Hubby, Ruby the Wonder Spaniel, and I drove down Saturday to our tiny condo on the beach in Puerto Penasco (or as I like to call it, Heaven).  All is the same as when we left it in October.  The majestic osprey perch on their post overlooking the ocean, venturing out to fish at sunrise and sunset.  Pelicans fly by in (mostly) groups of odd numbers, and the ocean waves roll in and roll out, just like always. Small pods of dolphins play just beyond the reef, and vendors walk slowly by pedaling their silver jewelry with tired smiles.  The sun shines brightly over the beach, making diamond patterns on the surface of the sea.

We’ve been doing this trip for many years.  I first visited this beach when I was 13 years old, and it was love at first sight.  Lucky for me, Hubby feels the same way, and every chance we get, we make the four-hour drive to our favorite place.  Each time it goes like this:  We unlock the front door, I jump up and down for joy a few times, we unpack the car, take off our shoes, open cold bottles of Mexican beer, and walk out into the warm sand.

One thing I love about visiting this beach in January is how deserted it is.  There are a few “regulars” who quietly read on their patios, waving shyly from afar.  Look east.  Look west.  Nobody on the beach.  Not one soul!  This weekend it seems there are fewer visitors than usual.  Ruby and I took a shell walk and to my chagrin, she took a HUGE poop.  She looked up at me happily, but I was mad. I hadn’t brought a bag with me because she’d already pooped twice today:  once in Gila Bend and once in Ajo!  There’s nothing a dog enjoys more than pooping in unfamiliar territory.

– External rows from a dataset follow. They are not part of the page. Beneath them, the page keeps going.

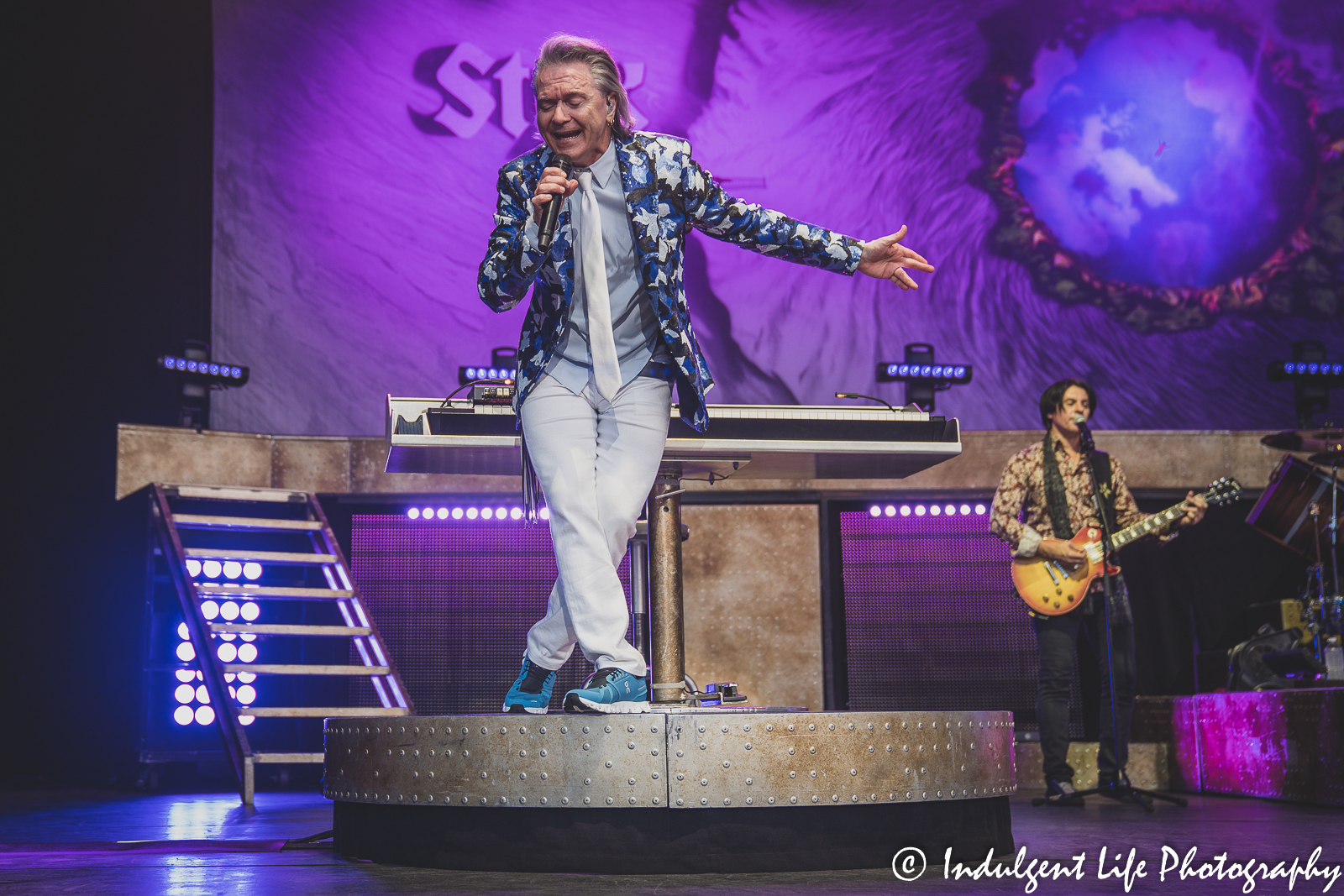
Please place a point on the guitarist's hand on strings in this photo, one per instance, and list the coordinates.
(1061, 551)
(1195, 508)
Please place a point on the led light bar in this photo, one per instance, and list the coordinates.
(1323, 372)
(484, 372)
(904, 372)
(206, 371)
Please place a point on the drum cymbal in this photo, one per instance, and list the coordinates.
(1305, 441)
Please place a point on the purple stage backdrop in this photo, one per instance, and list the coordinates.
(358, 143)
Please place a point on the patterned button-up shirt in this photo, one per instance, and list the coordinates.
(1021, 493)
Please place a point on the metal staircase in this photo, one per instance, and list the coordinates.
(276, 546)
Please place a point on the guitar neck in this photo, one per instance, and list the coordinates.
(1152, 524)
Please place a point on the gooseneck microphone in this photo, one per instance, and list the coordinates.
(551, 211)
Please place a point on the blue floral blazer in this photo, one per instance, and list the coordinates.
(667, 194)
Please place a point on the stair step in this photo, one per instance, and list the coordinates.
(276, 593)
(235, 493)
(322, 712)
(304, 669)
(273, 758)
(198, 521)
(261, 557)
(315, 631)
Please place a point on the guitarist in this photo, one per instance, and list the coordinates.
(1043, 500)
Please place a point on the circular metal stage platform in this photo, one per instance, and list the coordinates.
(671, 792)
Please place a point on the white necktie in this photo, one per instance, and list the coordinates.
(606, 369)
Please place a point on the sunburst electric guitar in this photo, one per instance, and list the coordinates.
(1053, 587)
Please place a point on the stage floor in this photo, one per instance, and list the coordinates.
(67, 836)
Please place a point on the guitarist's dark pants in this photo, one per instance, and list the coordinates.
(1057, 638)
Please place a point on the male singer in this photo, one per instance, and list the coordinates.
(606, 336)
(1050, 486)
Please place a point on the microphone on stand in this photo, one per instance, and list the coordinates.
(551, 214)
(1085, 434)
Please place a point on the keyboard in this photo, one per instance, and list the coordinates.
(746, 441)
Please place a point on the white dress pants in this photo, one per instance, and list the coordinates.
(597, 463)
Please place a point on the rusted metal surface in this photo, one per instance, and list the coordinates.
(678, 761)
(669, 651)
(499, 761)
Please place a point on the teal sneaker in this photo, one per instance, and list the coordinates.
(611, 691)
(533, 689)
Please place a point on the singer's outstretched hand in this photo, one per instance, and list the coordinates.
(553, 183)
(886, 258)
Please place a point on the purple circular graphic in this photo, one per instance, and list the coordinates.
(1166, 154)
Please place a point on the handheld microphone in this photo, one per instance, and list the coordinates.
(551, 214)
(1085, 441)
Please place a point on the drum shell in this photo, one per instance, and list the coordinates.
(1284, 510)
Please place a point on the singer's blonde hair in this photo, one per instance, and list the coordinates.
(562, 49)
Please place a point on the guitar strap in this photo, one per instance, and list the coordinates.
(1057, 499)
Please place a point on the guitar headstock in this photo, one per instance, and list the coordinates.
(1222, 490)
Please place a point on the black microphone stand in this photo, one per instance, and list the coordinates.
(1119, 789)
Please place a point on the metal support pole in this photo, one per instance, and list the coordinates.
(669, 649)
(640, 591)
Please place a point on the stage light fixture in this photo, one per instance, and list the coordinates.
(922, 375)
(206, 371)
(503, 367)
(1312, 376)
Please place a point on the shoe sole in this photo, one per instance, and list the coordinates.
(629, 707)
(517, 707)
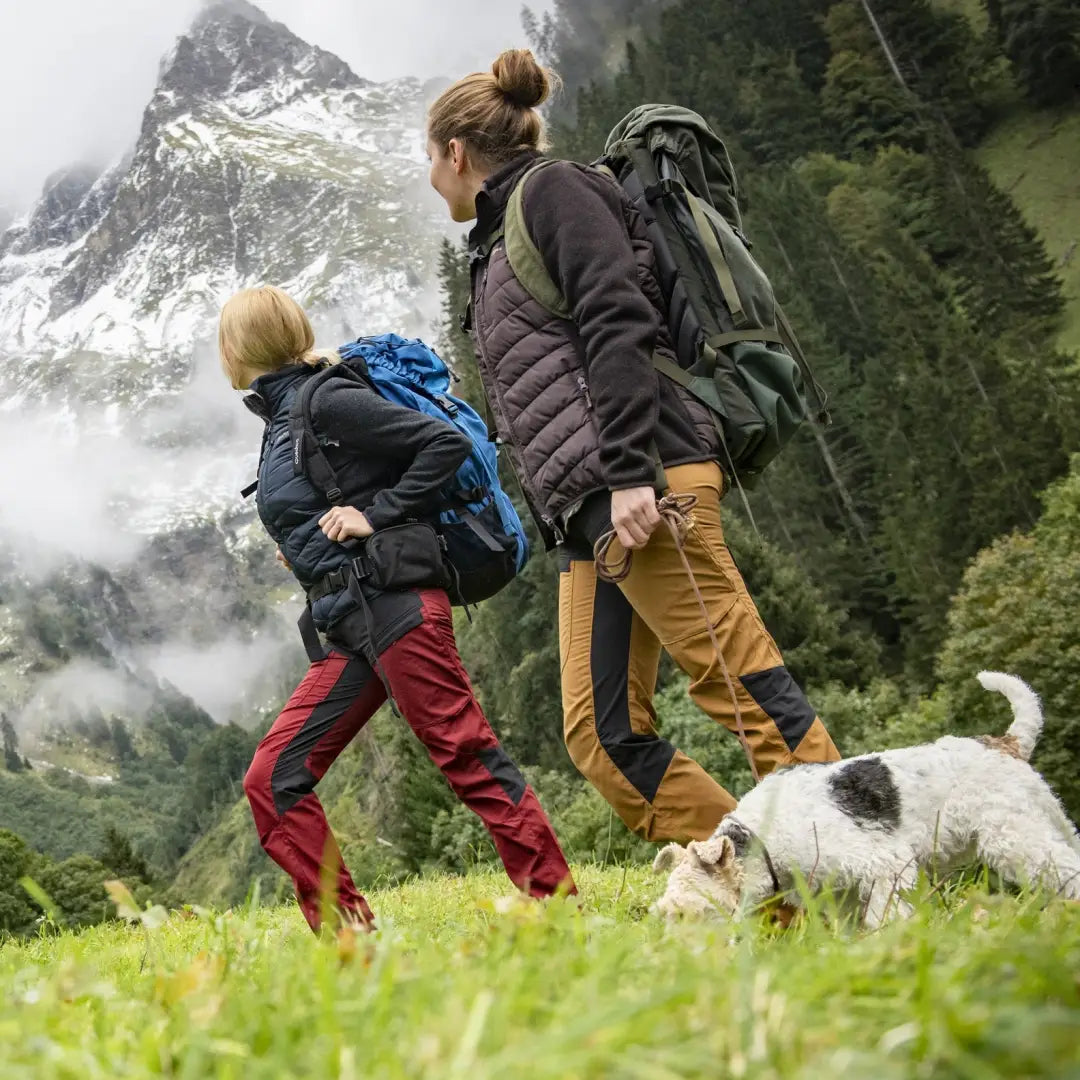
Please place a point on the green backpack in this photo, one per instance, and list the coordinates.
(737, 352)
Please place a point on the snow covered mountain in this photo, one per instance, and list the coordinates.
(260, 158)
(123, 541)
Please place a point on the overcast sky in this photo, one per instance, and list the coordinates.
(75, 75)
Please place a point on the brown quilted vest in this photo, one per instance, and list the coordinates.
(534, 374)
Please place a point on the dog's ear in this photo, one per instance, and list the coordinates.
(667, 858)
(716, 853)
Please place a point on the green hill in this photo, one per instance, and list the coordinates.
(1035, 156)
(458, 984)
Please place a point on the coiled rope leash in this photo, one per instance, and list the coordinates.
(676, 511)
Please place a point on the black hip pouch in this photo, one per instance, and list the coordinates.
(403, 556)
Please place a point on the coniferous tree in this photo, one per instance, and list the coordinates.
(12, 760)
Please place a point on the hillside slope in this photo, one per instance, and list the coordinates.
(1035, 156)
(457, 984)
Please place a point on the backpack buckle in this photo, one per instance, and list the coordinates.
(446, 405)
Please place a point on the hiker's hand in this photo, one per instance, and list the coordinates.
(345, 523)
(634, 516)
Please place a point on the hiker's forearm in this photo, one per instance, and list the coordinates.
(576, 220)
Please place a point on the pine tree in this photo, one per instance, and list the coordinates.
(862, 98)
(12, 760)
(1041, 39)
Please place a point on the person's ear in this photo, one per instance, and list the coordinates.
(459, 158)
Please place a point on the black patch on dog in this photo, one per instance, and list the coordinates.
(866, 793)
(738, 834)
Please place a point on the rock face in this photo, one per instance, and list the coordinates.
(260, 158)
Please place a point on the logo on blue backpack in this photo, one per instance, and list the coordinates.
(485, 541)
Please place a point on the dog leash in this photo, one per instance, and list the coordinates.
(676, 511)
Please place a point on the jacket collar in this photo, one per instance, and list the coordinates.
(268, 392)
(494, 196)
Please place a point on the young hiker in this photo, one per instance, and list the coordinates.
(584, 414)
(391, 461)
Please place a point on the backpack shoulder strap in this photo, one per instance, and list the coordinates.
(523, 254)
(309, 459)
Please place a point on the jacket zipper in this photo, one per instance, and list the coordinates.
(526, 481)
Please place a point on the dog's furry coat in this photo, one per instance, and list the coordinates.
(869, 823)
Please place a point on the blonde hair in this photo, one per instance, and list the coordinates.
(495, 112)
(264, 329)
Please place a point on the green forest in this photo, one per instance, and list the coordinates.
(908, 181)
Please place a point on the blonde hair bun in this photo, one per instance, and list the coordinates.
(521, 78)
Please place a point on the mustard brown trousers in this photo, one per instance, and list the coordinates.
(610, 637)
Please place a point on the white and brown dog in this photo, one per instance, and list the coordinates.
(867, 824)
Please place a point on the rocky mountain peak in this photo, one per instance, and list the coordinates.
(233, 50)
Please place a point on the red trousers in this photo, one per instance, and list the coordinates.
(332, 704)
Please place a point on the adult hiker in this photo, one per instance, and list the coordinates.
(390, 462)
(577, 399)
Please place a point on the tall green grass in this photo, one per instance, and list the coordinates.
(459, 984)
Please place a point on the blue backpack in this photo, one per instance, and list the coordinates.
(481, 531)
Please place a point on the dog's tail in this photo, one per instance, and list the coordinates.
(1027, 711)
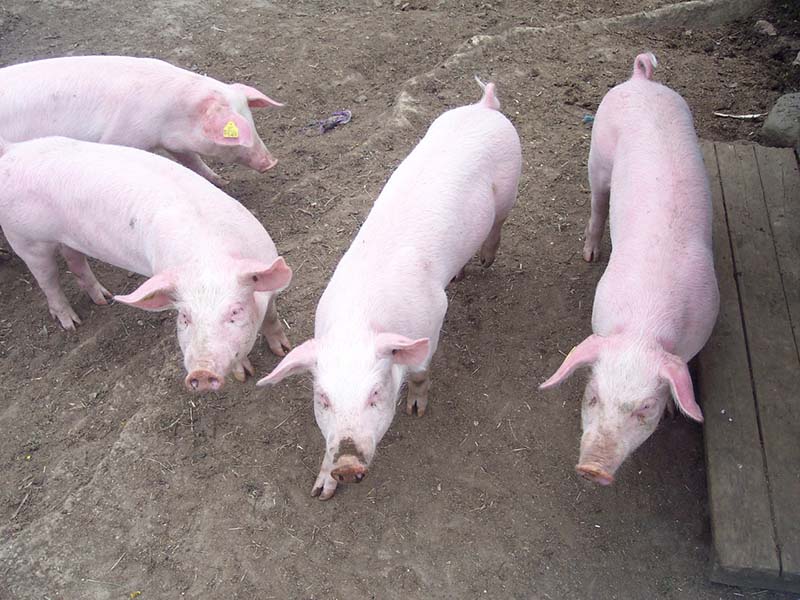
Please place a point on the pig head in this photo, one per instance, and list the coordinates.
(220, 125)
(631, 384)
(356, 385)
(220, 311)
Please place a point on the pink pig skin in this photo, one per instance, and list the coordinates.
(379, 319)
(657, 301)
(207, 255)
(140, 102)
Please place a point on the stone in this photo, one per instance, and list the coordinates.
(782, 127)
(765, 28)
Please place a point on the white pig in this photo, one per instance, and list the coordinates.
(206, 255)
(379, 319)
(657, 301)
(140, 102)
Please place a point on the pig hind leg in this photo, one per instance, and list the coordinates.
(600, 182)
(41, 260)
(192, 160)
(503, 195)
(419, 382)
(77, 263)
(273, 331)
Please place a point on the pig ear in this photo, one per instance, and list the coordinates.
(402, 350)
(265, 278)
(157, 293)
(302, 358)
(255, 99)
(676, 373)
(583, 354)
(224, 126)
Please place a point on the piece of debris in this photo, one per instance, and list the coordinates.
(782, 127)
(748, 117)
(338, 118)
(765, 28)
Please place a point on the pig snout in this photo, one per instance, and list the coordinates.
(600, 457)
(203, 380)
(349, 463)
(594, 472)
(349, 473)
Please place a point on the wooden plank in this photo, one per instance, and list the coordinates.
(780, 179)
(773, 355)
(741, 521)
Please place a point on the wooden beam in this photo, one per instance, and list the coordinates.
(774, 362)
(741, 522)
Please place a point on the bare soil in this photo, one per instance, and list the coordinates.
(115, 481)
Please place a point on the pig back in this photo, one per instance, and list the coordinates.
(127, 207)
(113, 99)
(443, 199)
(660, 276)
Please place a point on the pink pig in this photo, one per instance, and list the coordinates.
(379, 319)
(140, 102)
(206, 255)
(657, 301)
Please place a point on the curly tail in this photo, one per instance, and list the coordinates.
(489, 100)
(643, 66)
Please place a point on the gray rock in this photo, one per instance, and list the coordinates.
(765, 28)
(782, 127)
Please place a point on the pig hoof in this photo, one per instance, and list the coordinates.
(67, 318)
(248, 366)
(416, 404)
(591, 254)
(324, 487)
(238, 374)
(100, 295)
(279, 343)
(218, 180)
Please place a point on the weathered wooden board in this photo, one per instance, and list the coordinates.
(778, 393)
(759, 199)
(781, 182)
(741, 522)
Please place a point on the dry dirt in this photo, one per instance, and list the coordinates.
(114, 481)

Anyway:  We were a good five-minute walk from the condo, so lucky me, I see Hubby appear on the patio ready to come down and join us.  I wave my hands and get his attention. I yell “BAG!!!” but the wind carries my message away.  Hmmm, this was a tough one.  I think hard and begin spelling out B-A-G with my hands and body.  “Good thing the condos are all empty,” I laugh to myself.  Hubby shakes his head, hands in the air. I decide to reverse the letters.  Again I spell B-A-G, this time with more emphasis. Still he shakes his head.  I point at Ruby, then pretend to scoop something from the sand.  THAT DID IT! Thank goodness, because my next move was squatting in the sand and pretending to do the deed myself!

And well, golly, that’s when I noticed several people out on their patios, hands shielding their eyes to get a better view of this chubby blonde woman doing what must have looked like some strange sort of interpretive beach dance.  Oh, well.  Hubby brought the bag, Ruby felt lighter, and I did not have to walk all the way back up to the condo.

Last night we had a yummy dinner at Flavio’s on the fish wharf.   How weird to be some of the only Americans out on the town on a Saturday night!  It occurred to me many people might be participating in the Women’s March in Phoenix that day, but also Google weather forecasts told us to expect rain (only sun with weather in the seventies).  Today Hubby flew his two-stringed kite, requiring me to wade into the chilly tide pools to help relaunch after many crashes.  (If that’s not true love, tell me what is.)  Ruby is all smiles, though her bad hips prevent her from chasing the birds as she’d like to.  I missed the cats so much in the night that I balled up my sweatshirt and placed it between our feet at the end of the bed and slept soundly pretending they were with us.

If there was a better weekend to escape from the world, I’m not sure when it would be. But after all that’s happened in our country in the past few months, isn’t it nice to visit a place that seemingly remains the same?  I’m trying hard to not feel abject terror about recent changes in our great country, and every day it feels like an awkward balance of getting along, being heard, deciphering news, and taking care of business.  It’s important to just get up each morning, put your shoes on, and place one foot firmly in front of the other. I’m realizing as I write this that lately at home I’ve been doing a strange sort of interpretive dance, and it’s not a happy one.